I wish my mom’s generation had parented with the “use your words” formulation. That’s a blind spot for me – I think I learned early on, and too well, to hide discontent or anger. In my thirties I read a lot of Carolyn Hax – you may have seen her column. She is sort of a Dear Abby for this century. I want to have her no-nonsense, straightforward style of saying what you mean. I have also soaked up a lot of that self-help-y kind of stuff about relationships like active listening, I-statements, saying how something makes me feel rather than pointing a finger. I’m sure when it finally comes out it sounds like an avalanche of pent-up resentment, awkward phrasing, genuine effort, self-doubt, the garbled contents of the Relationships section of the bookstore, and utter exhaustion.

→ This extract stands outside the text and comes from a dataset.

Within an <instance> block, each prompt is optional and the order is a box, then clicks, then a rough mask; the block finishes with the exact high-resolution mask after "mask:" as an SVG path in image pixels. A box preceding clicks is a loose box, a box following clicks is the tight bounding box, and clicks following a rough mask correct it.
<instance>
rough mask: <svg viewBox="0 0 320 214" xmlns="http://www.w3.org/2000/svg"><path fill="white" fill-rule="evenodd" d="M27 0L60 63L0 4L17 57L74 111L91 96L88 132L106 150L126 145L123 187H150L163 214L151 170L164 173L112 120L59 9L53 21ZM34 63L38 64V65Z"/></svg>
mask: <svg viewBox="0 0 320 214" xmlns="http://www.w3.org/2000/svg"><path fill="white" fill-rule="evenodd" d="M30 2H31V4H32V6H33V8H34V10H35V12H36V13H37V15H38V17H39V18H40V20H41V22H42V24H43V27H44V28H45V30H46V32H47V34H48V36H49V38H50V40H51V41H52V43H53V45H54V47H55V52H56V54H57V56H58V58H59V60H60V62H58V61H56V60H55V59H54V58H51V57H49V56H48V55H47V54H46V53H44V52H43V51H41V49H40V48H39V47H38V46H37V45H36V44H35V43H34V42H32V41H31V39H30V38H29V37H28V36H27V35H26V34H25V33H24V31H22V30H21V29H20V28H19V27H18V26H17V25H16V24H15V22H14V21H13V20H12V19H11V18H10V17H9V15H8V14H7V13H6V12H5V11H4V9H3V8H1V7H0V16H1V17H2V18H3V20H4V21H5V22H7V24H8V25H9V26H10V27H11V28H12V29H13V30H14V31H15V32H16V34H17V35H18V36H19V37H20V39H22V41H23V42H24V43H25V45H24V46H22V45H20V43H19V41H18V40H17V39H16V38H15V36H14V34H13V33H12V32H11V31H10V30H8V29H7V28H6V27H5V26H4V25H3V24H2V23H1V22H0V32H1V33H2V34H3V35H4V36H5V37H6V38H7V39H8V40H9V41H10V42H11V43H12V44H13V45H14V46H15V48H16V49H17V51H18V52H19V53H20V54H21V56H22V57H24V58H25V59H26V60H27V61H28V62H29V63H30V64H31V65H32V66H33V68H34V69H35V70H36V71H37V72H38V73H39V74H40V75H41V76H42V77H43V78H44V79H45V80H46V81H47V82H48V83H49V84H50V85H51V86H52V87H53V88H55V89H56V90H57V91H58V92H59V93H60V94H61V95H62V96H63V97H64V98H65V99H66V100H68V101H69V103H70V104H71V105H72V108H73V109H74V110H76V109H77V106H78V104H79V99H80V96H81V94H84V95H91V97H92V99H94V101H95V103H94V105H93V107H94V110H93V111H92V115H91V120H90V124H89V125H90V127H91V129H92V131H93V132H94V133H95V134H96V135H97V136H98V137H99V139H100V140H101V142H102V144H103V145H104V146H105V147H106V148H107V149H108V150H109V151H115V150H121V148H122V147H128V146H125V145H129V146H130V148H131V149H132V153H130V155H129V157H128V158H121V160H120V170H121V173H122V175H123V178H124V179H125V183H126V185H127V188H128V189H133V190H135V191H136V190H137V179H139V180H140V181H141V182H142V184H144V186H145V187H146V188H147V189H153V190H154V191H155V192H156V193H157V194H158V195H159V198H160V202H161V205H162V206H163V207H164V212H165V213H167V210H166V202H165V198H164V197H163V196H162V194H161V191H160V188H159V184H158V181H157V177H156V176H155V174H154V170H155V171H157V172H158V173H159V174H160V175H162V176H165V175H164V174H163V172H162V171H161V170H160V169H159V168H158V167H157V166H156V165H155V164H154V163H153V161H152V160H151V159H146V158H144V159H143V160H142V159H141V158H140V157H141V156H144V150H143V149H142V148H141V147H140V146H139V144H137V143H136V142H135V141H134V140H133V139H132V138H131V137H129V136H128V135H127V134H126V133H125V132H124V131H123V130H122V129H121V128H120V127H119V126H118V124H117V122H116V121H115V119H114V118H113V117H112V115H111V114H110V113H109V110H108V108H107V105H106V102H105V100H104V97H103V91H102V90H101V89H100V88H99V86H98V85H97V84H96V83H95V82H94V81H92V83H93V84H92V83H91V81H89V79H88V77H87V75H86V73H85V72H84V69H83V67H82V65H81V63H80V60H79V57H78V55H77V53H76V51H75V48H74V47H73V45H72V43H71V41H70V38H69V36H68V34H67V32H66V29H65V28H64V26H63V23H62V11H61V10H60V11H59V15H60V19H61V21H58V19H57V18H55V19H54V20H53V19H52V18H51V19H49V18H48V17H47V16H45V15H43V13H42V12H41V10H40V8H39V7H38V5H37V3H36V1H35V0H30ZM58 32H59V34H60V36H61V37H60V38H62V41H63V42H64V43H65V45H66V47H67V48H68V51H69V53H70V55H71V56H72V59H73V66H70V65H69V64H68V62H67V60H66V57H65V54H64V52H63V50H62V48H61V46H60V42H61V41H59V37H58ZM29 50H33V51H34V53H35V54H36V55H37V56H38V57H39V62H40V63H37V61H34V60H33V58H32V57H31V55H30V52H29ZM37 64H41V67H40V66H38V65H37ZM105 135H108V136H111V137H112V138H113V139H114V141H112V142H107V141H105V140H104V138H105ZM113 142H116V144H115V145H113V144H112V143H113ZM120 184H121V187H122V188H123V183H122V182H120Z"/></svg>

Neither of us is the bickering type – both conflict-averse, for sure, but also fairly sunny people. Ramon is also a patient fellow who genuinely listens when I’ve got something to talk about. He doesn’t always start conversations like that, but he doesn’t shy away from them, either. So when COVID locked us down together, and inevitable stuff arose, we at least had willingness to try to find decent and fair answers. Workarounds, sometimes, or changes, or substitutes. Sometimes I’m sullen for a while because it’s hard for me to unwind after I’ve wound myself up.

But it sure is a revelation to be able to talk about stuff, really talk, even when it’s painful. (I mean, to someone I’m not paying. (Therapy joke! Raise your hand if you get it!))


Tunisia

Y’all know I live in Tunisia. We’ve been here over four years, including during the pandemic. Talk about permanence! With no work travel, it is surely the most stationary I’ve been since… Vail? That’s nearly thirty years of bustling. My pace slowed. I might have languished. I stopped to talk to cats. I learned to cook and even emerged feeling decidedly cheffy. My Thoughtless and Impatience don’t seem daunting anymore, and I can’t remember any Unkind moments. I am much better at just looking him in the eye and saying what I need to say. (“I want to watch The Handmaid’s Tale.” “Quiet, I’m pooping.” “Please put away the ketchup.” Or whatever)

Now we’re planning to leave Tunisia in a few months, and we don’t know where we’re going next. But it’s okay. We’re still comfortable with uncertainty. And being with Ramon is now being home.

Valentine’s Days have come and gone. Ramon jokes that he knows “I love that stuff” – as if he’s just indulging me. But if I didn’t know better I’d think he loved that stuff too.